A FISTFUL OF WESTERNS
When Sergio Leone made his famous ‘dollars’ trilogy with Clint Eastwood, culminating in The Good, The Bad and The Ugly, he didn’t just create a new sub-genre – the spaghetti western – he also produced a template for subsequent Westerns to follow. That template signalled the end of the traditional Western genre and the beginnings of what we might call the post-modern Western.
Stylistically, Directors who now try their hand at a Western are almost obliged to nod towards TG,TB&TU in some way. Westerns have to be hip and cool, with eclectic music scores or big rock themes (think ‘Blaze of Glory’ in Young Guns 2), dense with accurate historical detail (Tombstone) or relentlessly driven character archetypes (parodied in The Hateful Eight).
Leone achieves all these brilliantly in TG,TB&TU, through Morricone’s unforgettable title music, surely one of the most famous in cinema history, the elaborate civil war setting that impinges on the basic plot of hunting down the elusive cashbox, and the dynamic relationships between the Good (Eastwood), the Bad (van Cleef) and the Ugly (Wallach).
But the real influence of the film on the Westerns produced today is the social commentary. The traditional Western, where it had a social dimension, tended to dwell on the development of the Old West itself. In TG,TB&TU, we get something more contemporary: extended musings on the futility of war and the waste of human life in the face of Vietnam.
Since there is little to say on the Old West that the genre hasn’t already said, recent Westerns also pick up on contemporary themes, to the point where the guns, the clothes, the saloons etc. are like props for the point being made. Django Unchained, The Harder They Fall and Brokeback Mountain dress their relevance up in Western trappings to get the message across in a way that is undeniably entertaining.
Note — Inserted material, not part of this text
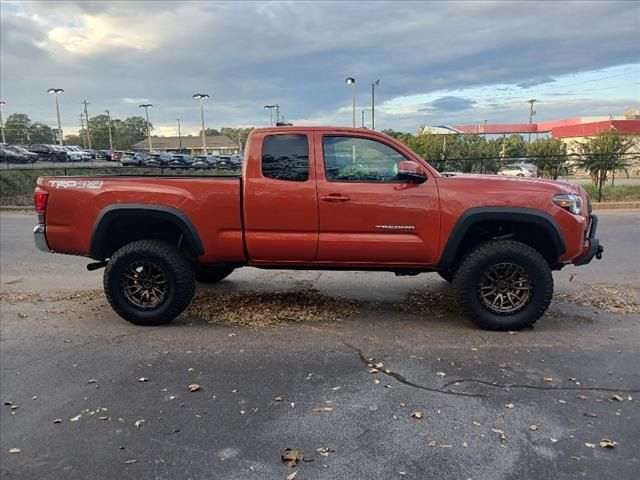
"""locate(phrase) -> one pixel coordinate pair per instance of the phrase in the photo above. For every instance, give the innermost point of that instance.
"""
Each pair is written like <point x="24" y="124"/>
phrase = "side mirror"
<point x="412" y="171"/>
Even where such content is absent, the sense of style, veering between comic book and opera, that Leone brought to the screen is visible in all the above-mentioned films, and more than anywhere integrated into the visual style of Tarantino. In fact, the impact of The Good, The Bad and The Ugly on film generally is acknowledged by the very title of a non-Western, Once Upon A Time in Hollywood.